Gender rhetoric and identity politics are pivotal when looking at discussions of the codification of the personal status law for the Shia community in Bahrain. The codification and unification of personal status laws generate a lot of social anxiety because they pose a direct challenge to patriarchy and the status of women. In Bahrain, personal status laws draw strongly on identity politics as there is currently a codified family law for the Sunni community but not for the Shia community.

This work shows the way in which Al Wefaq and women’s rights organisations use similar tools in their arguments by relying on identity politics and gender rhetoric. Al Wefaq rely on a local Shia Bahraini identity as primary over gendered identities and international politics. Women’s rights organisations stress a more regional and Muslim identity in connection to international bodies and identities while looking at women as a primary identity over Bahraini religious community membership.

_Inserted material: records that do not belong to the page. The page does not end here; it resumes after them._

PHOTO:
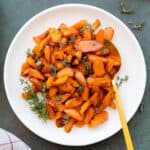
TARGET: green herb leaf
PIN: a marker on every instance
(125, 10)
(86, 27)
(136, 26)
(54, 69)
(120, 80)
(80, 88)
(65, 62)
(141, 108)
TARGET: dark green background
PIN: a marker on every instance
(14, 13)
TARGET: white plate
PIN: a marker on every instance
(133, 64)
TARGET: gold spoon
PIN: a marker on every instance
(125, 129)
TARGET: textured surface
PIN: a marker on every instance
(14, 13)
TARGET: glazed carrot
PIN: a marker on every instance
(65, 72)
(74, 114)
(49, 82)
(80, 78)
(99, 81)
(98, 119)
(100, 36)
(79, 124)
(98, 68)
(80, 24)
(69, 125)
(73, 102)
(96, 24)
(85, 106)
(106, 101)
(60, 81)
(52, 91)
(85, 93)
(31, 61)
(36, 74)
(87, 34)
(38, 84)
(94, 99)
(88, 46)
(89, 114)
(77, 64)
(59, 115)
(24, 67)
(50, 110)
(112, 105)
(37, 40)
(108, 33)
(47, 54)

Using thematic analysis on press releases, newspaper articles and interviews with members of Al Wefaq and women’s rights organisations I argue that gender and identity politics are central to the rhetoric around the codification of the personal status law in Bahrain. I draw on works that examine at the symbolic way in which the condition of women is viewed within the parameters of nation building (Yuval-Davis, 2009; Jeffery and Basu, 1998) whilst also looking at the status of women (Esfandiari, 1997) and the influence of identity politics and the colonial structure of the personal status laws (Benton, 2002).
Date of Award6 Nov 2018
Original languageEnglish
Awarding Institution
  • The University of Bristol
SupervisorGeetanjali Gangoli (Supervisor) & Katharine A H Charsley (Supervisor)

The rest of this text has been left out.